The 70s, as a decade, were the period in which horror was all grit, amatuers, gore, revenge, exploitation, shock, and "documentary-style" filming. There are exceptions (as with every decade) like the classic Dawn of the Dead and The Omen–plenty of others–but this was the first time things like The Texas Chainsaw Massacre appeared, or this movie, one of the first, if not THE first, in the subgenre eventually known as "rape/revenge."
The movie is indeed carried off as if it is a documentary of sorts, filmed cheaply on clearly 70s filmstock in colour, with the odd hair in the age flickering at the top or bottom of a frame and lots of grain. Many in the horror scene feel this adds a positive atmospheric element to the movies of this decade. Some heartily disagree, though, and many hate this movie, few giving it as much credit as Tobe Hooper's later masterpiece. It's one of those few films Ebert has given zero stars primarily on the basis of taste, but possibly also because of his offense at the fact that this is based on Ingmar Bergman's Jungfrukällan (aka The Virgin Spring). Mari Collingwood (Sandra Cassel) and Phyllis Stone (Lucy Grantham) are two teenage girls going out on Mari's birthday to a concert in New York City, leaving from Mari's home in upstate New York, somewhere in the woods. They decide to "score some grass" on the way, and choose the wrong dealer-looking fellow from which to gain it. It turns out he is the son of murderer Krug Stillo (David Hess), who we've heard announced on the radio as having escaped with partner Fred "Weasel" Podowski (Fred J. Lincoln) and their "woman" Sadie (Jeramie Rain). They try what they can think of to simply escape, bargaining and pleading, to no avail. Krug, Sadie, Weasel and "Junior" take the two girls out into the woods and proceed to torture, rape and finally murder the two girls.

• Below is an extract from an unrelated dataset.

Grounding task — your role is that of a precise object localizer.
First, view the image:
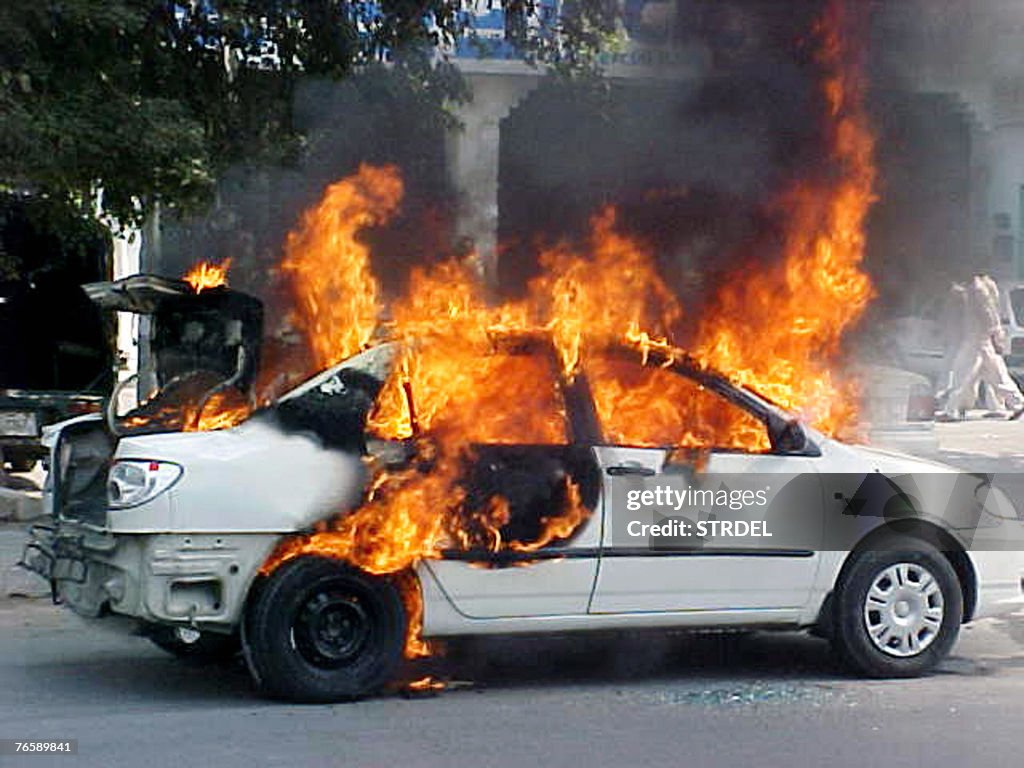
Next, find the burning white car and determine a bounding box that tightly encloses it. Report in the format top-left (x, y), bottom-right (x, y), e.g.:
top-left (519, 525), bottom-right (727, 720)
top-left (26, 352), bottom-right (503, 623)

They then leave the area and go to a nearby house, the occupants become suspicious of the four strangers and begin to take steps to confirm their suspicions and act on them.
Now, I'll be first to say Wes Craven is an uneven director. I love A Nightmare on Elm Street and Wes Craven's New Nightmare, The Serpent and the Rainbow is good, The Hills Have Eyes is a classic, Shocker is good fun–but The People Under the Stairs is horrible and Scream was awful–and managed to screw up the approach to horror in many cases to this day, to my great annoyance. Possibly the most interesting thing about this one, though, is that Craven wrote and directed it, but it was produced by Sean S. Cunningham–director of the first film in one of the 80's other biggest horror series–Friday the 13th. Is this what offsets Craven's tendency toward bad movies? Or is it simply that he mis-steps periodically, or has lost his eye in the last decade? Hearing him talk of how he hates being associated with horror and wants to be recognized as a good director period, and to direct "straight" movies, I'm inclined to think he's just a fool. With the number of clunkers he HAS directed, it's not a shock he hasn't left the "dregs" of cinema that are the genre pictures (now, I have my problems with the idea that genre films are automatically inferior, but we're talking of how people perceive him, and so popular perception of them is what's relevant here, true, fair or otherwise).

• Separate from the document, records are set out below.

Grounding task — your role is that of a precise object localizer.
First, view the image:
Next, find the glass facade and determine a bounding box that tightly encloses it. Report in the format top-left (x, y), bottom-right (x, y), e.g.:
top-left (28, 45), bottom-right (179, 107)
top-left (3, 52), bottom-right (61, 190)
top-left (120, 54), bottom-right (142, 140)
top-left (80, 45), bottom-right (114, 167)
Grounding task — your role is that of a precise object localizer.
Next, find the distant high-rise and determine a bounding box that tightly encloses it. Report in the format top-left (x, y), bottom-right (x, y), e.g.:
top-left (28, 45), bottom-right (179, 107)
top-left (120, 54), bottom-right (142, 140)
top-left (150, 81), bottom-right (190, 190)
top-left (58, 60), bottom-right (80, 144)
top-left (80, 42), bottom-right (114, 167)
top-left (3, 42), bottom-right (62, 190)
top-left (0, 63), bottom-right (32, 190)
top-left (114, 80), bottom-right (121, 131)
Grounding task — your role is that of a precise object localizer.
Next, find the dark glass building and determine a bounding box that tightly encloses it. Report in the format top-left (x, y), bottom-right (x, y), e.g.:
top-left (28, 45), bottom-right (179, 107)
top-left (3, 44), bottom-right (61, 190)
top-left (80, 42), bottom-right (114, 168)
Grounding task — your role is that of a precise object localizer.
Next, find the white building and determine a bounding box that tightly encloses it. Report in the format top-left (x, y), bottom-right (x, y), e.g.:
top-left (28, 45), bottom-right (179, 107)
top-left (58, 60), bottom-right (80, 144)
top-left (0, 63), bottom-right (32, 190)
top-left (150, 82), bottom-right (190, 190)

This one, though, is a solid movie. It's not "entertainment" by any means (unless you've got some serious screws loose, or are one of those hideous people I hate who watch movies just to mock them), and it isn't ultra-professional, but it's a lot more competent than many first outings (Sam Raimi may be a better director, and The Evil Dead may be a better film, but it's certainly lacking in many departments Last House is successful in). The shots are almost all somewhat surprisingly well composed, with nice, strong focus on the appropriate elements and often evenly panned camera tracking, though the old amateur faux pas of zooming is not used too effectively. The major complaint people have (and I'm not going to fault them this) is the music, actually composed by David Hess, actor behind the evil Krug (who's actually quite successful in his role as the vicious, immoral criminal). Yeah, it's a little on the cheesy side, and often fairly inappropriate, but in many ways I feel, on this, my third (or so) viewing of the film, that it really does work, in its way, to achieve the aim of setting a time, place and mentality for the film. Complaint #2 is the "humour" involved with the police. It's not funny. It's poorly done, and it is incongruous next to some pretty disturbing images of the crimes perpetrated, but it feels like the attempt of an amateur to do something–it feels like there's a good reason Craven thought to do it, and for all that it doesn't work, that at least it was an intentional move to try and put that humour in there and hopefully spare the audience a neverending drop off a cliff into unpleasantness.
Is it something I'd recommend? Not to anyone I know–with a few exceptions, and one of them is the one who showed it to me, the rest already saw it as well. It's certainly not a date movie, but it is definitely a necessary part of any horror collection, well-executed despite the inexperience of the those involved and a landmark in a well-known, if often fallible, director.